Село зашевелилось. Залаяли, завыли собаки, зашумели люди… Где-то зазвенели ведра, заскрипели ворота… Но там, на пожаре, — Андрей видел это хорошо, — вертелось лишь несколько человек. Никто не спешил спасать постерункового. «Теперь будет знать! Это тебе и за дядю Федю и за отца…»

Скрипнули двери — Андрей притаился, впился глазами в фигуру, что появилась на крыльце. «Хаевич, — теперь он уже узнал солтыса. — Не спится, пан? Подожди, это тебе еще не все». Хаевич спустился с крыльца — белый, как мертвец, в одном белье, взглядом окидывал двор. «Ага! Боишься, пся крев». Увидев, где горит, солтыс метнулся в дом и вскоре выскочил одетый, с карабином. Стрельнул в темноту и побежал на улицу. «Беги, беги», — усмешкой проводил его Андрей и, раскачавшись на суку, прыгнул на ригу, спешно начал разрывать соломенную крышу.

«Ого! Тут еще сколько сена, — ощупал он, — да какое душистое!» Он нашел двери, отпер их, открыл, прислушался и опять закрыл. Достал бутылку, намочил паклю, сунул в сено. Руки дрожали, спички ломались, наконец вспыхнули. Андрей зажал огонек в ладонях, дал разгореться и поднес к пакле. Язычок пламени лизнул ему брови, веки, змейками взвился по сухим стебелькам. Андрей отшатнулся, словно испугался содеянного, но тут же намочил остатки пакли, запихнул в снопы ржаной соломы и уже увереннее чиркнул спичкой.


…Остановился он уже на берегу. Сзади еще покачивали сонными головками подсолнухи, а он приник к земле, в кустах, ждал. Вот длинная багровая лента вырвалась, вероятно, сквозь дыру, которую он проделал, качнулась, затрепетала на ветру и плавно легла на крышу. Рига осветилась, словно улыбнулась. Ленты вились, меняли цвета. Вдруг рига будто запела, и вокруг словно рассвело… Андрей отступил еще дальше в кусты. «Ну что, пан Хаевич? Как себя чувствуете?» И, уверившись, что все хорошо, что никакой силе пожар не подвластен, заспешил на ту сторону. В Припяти умылся, хлебнул из ладони тепловатой воды, пригасил внутренний жар. Шел как хмельной.
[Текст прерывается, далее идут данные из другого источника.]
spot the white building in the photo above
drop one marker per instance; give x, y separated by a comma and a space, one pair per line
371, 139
Это так: на веку как на долгой ниве. Пока перейдешь ее, всего изведаешь. И жаворонков наслушаешься, и цветов всяких наглядишься, и ноги не раз поколешь.

Вот хоть бы взять их жизнь. Сколько мук, бедности, надругательств всяких перенесли! Одна она, Текля, сколько слез пролила! Да каких! Кровавых слез… То по Степану убивалась, пока не сказала — хватит, то по меньшим, по Андрейке, когда эта беда с ним приключилась, а что по Андрону выплакала она, один господь знает. Хоть бы этот последний случай… А вот уже прошло, сплыло со временем, и будто не тоска ее гложет, а словно какая радость влилась в сердце, тревожит, волнует.

…Жатва.

Тяжелой от усталости правой рукой Текля смахнула с лица пот и встала, загляделась на рожь. Бедновато, а что поделаешь? И землица плоховата, песчаная, и сеялось не очень-то щедро. Вот и уродилась реденькая, с куколем… Ну, да ничего, какая-никакая будет. Пусть и куколь в ней, а все же рожь… хлеб святой.

— Помогай бог, Текля!

Оторвалась от своих мыслей.

— Спасибо, Катря. Дай бог здоровья. Что-то вы запоздали?

— Э! Пока то да се… — И пошла дальше, не остановившись. Две девочки за ней. С торбочками для колосков и с барыльцем…

Спешат люди. Да и неудивительно — лето красное. Не соберешь, не заработаешь — зимой да весной жди беды. Вот и крутишься как белка в колесе. Хоть собранного этого, конечно, и не хватит, но все же не сидеть дома. Мало своего или совсем его нет — иди нанимайся, продавай свои руки, всего себя продавай. Иначе пропадешь. И семья твоя погибнет. Так-то… А хорошо в поле! Словно в раю. Распрямишь затекшую спину, поглядишь вокруг — рай земной, да и только. Правда, в раю, говорят, отдыхают, не работают, а тут вон сколько жнецов и жниц высыпало. Сорочки так и белеют. Вон и Катря к своей нивке припала, а эти, на холмике, — Крочуки… А там, у края леса, Щирицы, Гусаки, Бартки, Жнут люди! Дождались хлебца, дождались…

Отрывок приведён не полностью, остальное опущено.